The government has drafted a Bill, which seeks to decriminalize beggary and offer a life of dignity to the beggars, homeless and others who live in abandonment or poverty. Begging is presently considered as a crime according to the Bombay Prevention of Begging Act, 1959. Under the Act, a person found begging will be sent to a shelter home or even to jail without any trail. The persons in destitution (protection, care and rehabilitation) Bill 2015 looks at the issue as a social threat. Here in the Bill, the destitution refers to the state of poverty or abandonment, people with physical and mental disabilities, the old, infirm, homeless, and beggars.
The Bombay Prevention of Begging Act, 1959
- The Act was adopted by the Union Territory of Delhi in 1960
- It criminalizes begging.
- Aims to remove beggars from their present illegal profession, so that they may be detained, trained and eventually employed.
- The act is considered as a violation of rights amongst activists and advocates of homeless people.
An Overview of provisions in the act – Relevant to children of ages 0-18
- Under this act, a child is defined as a boy who has not completed 16 years of age and a girl who has not completed 18 years of age.
- According to the act, beggars found guilty by a court of law were sentence to a minimum of one year and a maximum of three years in Beggar’s Home (Certified Institution). The detainment is also for beggars dependents unless the dependant is child.
- The child is dependent of the beggar or is found guilty then the child will be sent to the courts under the Children Act 1960 and will be handled according to the provisions of that act.

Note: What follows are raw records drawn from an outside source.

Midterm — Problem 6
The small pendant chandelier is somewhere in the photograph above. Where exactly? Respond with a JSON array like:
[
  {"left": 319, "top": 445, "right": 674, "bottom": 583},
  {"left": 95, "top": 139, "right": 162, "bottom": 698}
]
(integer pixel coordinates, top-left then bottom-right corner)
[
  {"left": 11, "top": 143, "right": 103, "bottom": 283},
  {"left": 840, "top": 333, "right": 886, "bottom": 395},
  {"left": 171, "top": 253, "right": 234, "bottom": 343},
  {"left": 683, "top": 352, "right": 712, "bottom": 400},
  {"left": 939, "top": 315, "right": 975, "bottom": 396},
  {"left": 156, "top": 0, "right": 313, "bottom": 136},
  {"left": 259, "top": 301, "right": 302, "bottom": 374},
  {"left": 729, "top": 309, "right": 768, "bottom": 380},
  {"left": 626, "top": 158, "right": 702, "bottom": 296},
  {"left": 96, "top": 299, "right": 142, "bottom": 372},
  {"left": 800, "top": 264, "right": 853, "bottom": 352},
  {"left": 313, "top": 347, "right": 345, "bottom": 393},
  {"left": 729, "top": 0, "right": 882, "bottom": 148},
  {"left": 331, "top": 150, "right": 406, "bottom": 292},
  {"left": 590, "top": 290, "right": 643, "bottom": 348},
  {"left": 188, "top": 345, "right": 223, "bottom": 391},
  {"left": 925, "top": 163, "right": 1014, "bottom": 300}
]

- The act also sends the person to prison for minimum of one year and a maximum of three years who solicits or exploits a child to beg for alms.
- The act also says that a person who doesn’t complies with the rules of the certified institution could be detained.
- People who are leprosy patients or lunatics also detained by the provision of the act.
- The law has not been amended to meet the new provisions for children under the Juvenile Justice (Care and Protection of Children) Act, 2000.
- The Human Rights Law Network admonishes the law for being ‘archaic and colonial’ with racist feeling and was enacted to clear the poor away from the upper class areas.